GREEN LEAK POLICE ‘IN BREACH OF CODE’
THE leak of allegations that police found pornographic images on the work computer of Cabinet minister Damian Green should never have happened, the chief inspector of constabulary has said.
Amid the growing political furore over the way two retired officers passed details to the media, Sir Thomas Winsor said police had an “enduring” duty of confidentiality, even after they had left the service.
In a statement, he said if a serving officer had breached that duty they would face disciplinary action potentially leading to dismissal and, in certain circumstances, criminal charges.
“The special powers which citizens confer on police officers are inseparable from the obligations of special trust placed in police officers to enable them to do their duty,” Sir Thomas said.
“That trust requires every police officer to respect and keep confidential information which they obtain in the course of their duties and which is irrelevant to their inquiries and discloses no criminal conduct.
“The obligation of confidentiality, and the duty not to break trust, is an enduring one. It does not end when a police officer retires.”
Former Greater Manchester chief constable Sir Peter Fahy said the retired officers were entering “dangerous territory” and that the police should stay out of politics.
His warning came after former attorney general Dominic Grieve said the leaks – which have left Mr Green’s political career hanging in the balance – had “the smack of the police state”.
On Friday ex-Scotland Yard detective Neil Lewis told the BBC he was “shocked” at the volume of material found in a 2008 raid on Mr Green’s Westminster office and had “no doubt whatsoever” that it had been amassed by the Tory MP.
The allegations echoed claims made by former Metropolitan Police assistant commissioner Bob Quick, who went public last month with his account of the material discovered during an investigation into Home Office leaks.
Sir Peter strongly rejected suggestions the men had been acting in the public interest, saying officers had a duty to protect confidentiality of information uncovered in the course of an investigation even after they had retired.
“It is very dangerous territory for a police officer to be making judgements about whether a politician is lying or not.
“That should only happen in a criminal investigation and even then ultimately it is for a court to decide,” he told the BBC Radio 4 Today programme.
“Police should also be extremely careful about making judgements about other people’s morality when it is not a matter of crime.
“It is something really central to our democracy that the police are not involved in politics.”
As Conservative MPs rallied round embattled Barry-born colleague Mr Green – who is effectively Theresa May’s deputy prime minister – Mr Grieve said the actions of the exofficers were “very worrying”.
“This can’t be right.

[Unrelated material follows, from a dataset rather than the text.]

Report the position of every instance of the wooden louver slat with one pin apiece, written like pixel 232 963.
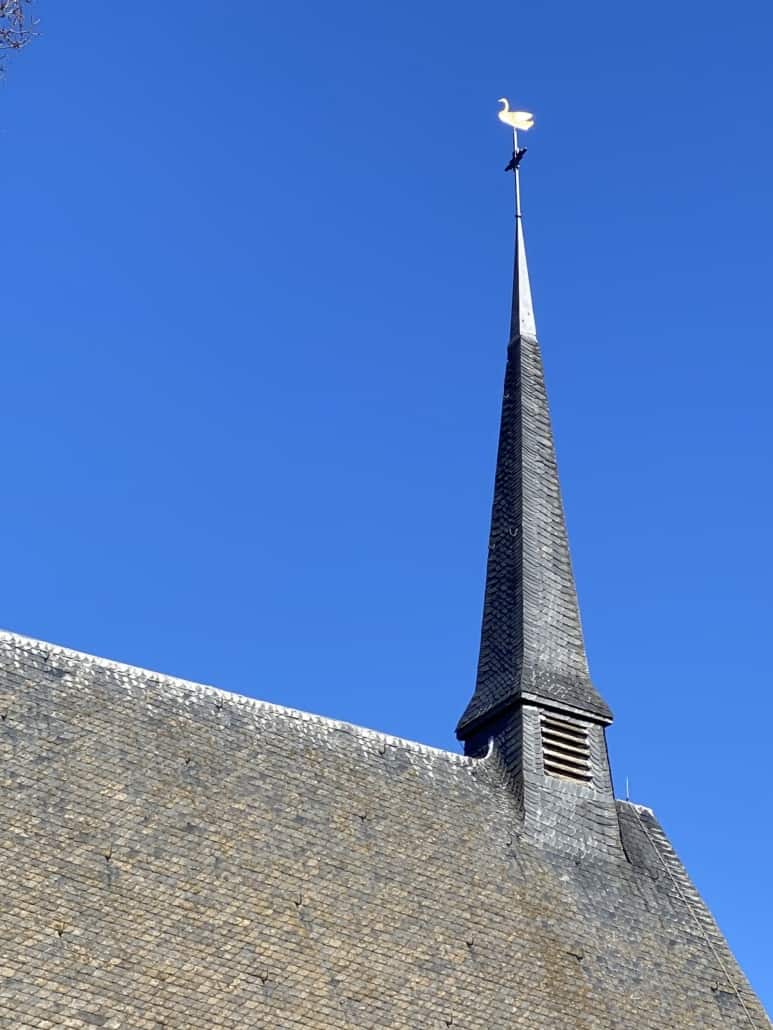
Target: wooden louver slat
pixel 566 749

They are in flagrant breach of their own code of conduct and practice,” he told BBC2’s Newsnight.
“It has the smack of the police state about it. I find it very worrying.

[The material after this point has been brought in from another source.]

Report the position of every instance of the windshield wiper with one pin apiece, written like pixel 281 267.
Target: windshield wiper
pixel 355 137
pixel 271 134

“We give the police powers that other people do not have. They are not and must not be allowed to abuse those powers.”
However the ex-officers’ decision to go public was defended by former Gloucestershire chief constable Tim Brain.
“Let’s just think about this as a workplace computer and think whether we are happy that people, our MPs, can have this kind of material on what is an official computer,” he told Newsnight.
“Nobody is actually doubting the fact that there is some kind of elec- tronic trace of this material on the computer. So we need to have some answers now this information is in the public domain.”
Mr Green, who is the subject of a Cabinet Office inquiry into alleged inappropriate behaviour towards a young female activist, has denied looking at or downloading porn on the work computer.
Meanwhile, the Metropolitan Police has said it is launching its own inquiry about how information gathered during an investigation was made public.
Mr Lewis said he was involved in analysing the then-opposition immigration spokesman’s computer during the 2008 investigation into Home Office leaks.
He stressed that none of the images were “extreme” but said analysis of the computer suggested they had been viewed “extensively” over a three-month period, sometimes for hours at a time.
Speaking to reporters at his Kent home on Friday, Mr Green said: “I have maintained all along and I still maintain – it is the truth – that I did not download or look at pornography on my computer but obviously while the investigation is going on I can’t say any more.”